The cold was what shocked her. For the second that she was under she could see nothing and feel only the cold fire of numbness. Then she came up screaming and gasping like he had. From below, they were figures in a void, moving back and forth across the light of a dying sun.
“We both needed a bath!” She protested as he attacked her with curtains of water. “Don’t it feel good after the heat and the skeeters?”
“I’m freezing! I’m getting out.”
“Hurry!” She screamed. “It’s ghost water! Ghost water’ll freeze in the middle of summer and kill you!”
“It’s not ghost water,” he complained, hauling himself out. “It’s a spring; probably lots of springs on the bottom, letting out water that’s ice cold.”
She paddled over to him. He sat on the dock, his shoes still dangling in the water. She jerked at one foot abruptly, and he looked up from examining his watch, then shook his head. “You probably will get bitten if you stay in. Probably snakes and snapping turtles infesting that water.”

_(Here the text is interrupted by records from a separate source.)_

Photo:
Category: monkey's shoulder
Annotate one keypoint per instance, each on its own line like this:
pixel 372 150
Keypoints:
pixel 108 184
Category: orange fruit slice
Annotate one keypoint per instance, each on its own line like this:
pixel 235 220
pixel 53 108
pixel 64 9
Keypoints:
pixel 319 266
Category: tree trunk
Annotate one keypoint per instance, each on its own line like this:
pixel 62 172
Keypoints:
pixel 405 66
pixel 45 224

“I ain’t scared.” Then she abruptly lifted her hands. “Help me out.”
He smiled compassionately. He reached down, then grabbed the shoulders of her dress and pulled it over her head. The dripping garment slapped onto the boards. “Come get it, Missy.”

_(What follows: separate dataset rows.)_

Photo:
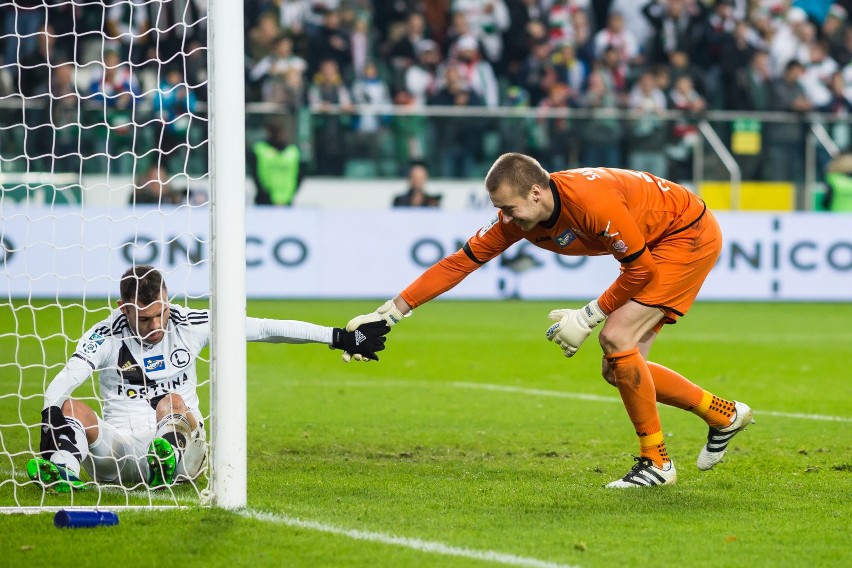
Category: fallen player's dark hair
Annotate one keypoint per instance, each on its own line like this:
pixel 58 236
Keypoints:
pixel 141 284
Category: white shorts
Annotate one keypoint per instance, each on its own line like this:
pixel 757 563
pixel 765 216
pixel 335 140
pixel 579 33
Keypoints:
pixel 119 455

“You don’t care a thing for me,” she said. She pulled herself up on her elbows, and looked at him with the same imploring eyes she had used when he first came to the club. Of course, she had meant it then.
He lent down on one elbow and kissed her wet lips, and ran his hand over her shoulder and down her back to unfasten her brassiere.
It was then that something in the water grabbed her left foot and pulled on it brief and hard. A real scream blasted their kiss apart. Panic exploded inside of her. She seized his shoulders, and the wood, and her sodden dress, and anything else her fingers could touch and dragged herself from the water. Pain seared in her left thigh. She didn’t care. She raced across the dock. One board cracked as she pounded across it. The only thing she heard as she ran up through the dark trees was the chattering of her own teeth.
Wheezing, she came at to a break in the trees. She stumbled upward through the weeds until she hit something – the screened in porch of the house. She leaned against it and shook violently, and tried to laugh until she remembered her thigh. Since she couldn’t see the stuff she smeared off it with her fingers, she tasted it. Blood.
Back in the woods, he was calling her name.
“Something probably just brushed your foot.”
She sat on a dusty bed, wearing a dusty towel, while he examined her leg.
“See, nothing on your foot. This, though, is real.” He brushed the gash, and wiped away more blood. “It could have been a nail, or the splintered end of a board.” He poured in peroxide and she winced. It sizzled, but didn’t bubbled up too much.
“It’s a shame,” she said. “I always thought I had the prettiest legs. Now there’ll be an ugly scab, maybe a scare.”
He wiped away the peroxide and bent to kiss the wound. “Feel better?”
Around three a.m., down on the pier, two children sat in the orange light and looked up at the house. It was just visible through the trees. They looked at the dark windows, then at one another and giggled. They held hands and swished their feet in the water. But they left no ripples.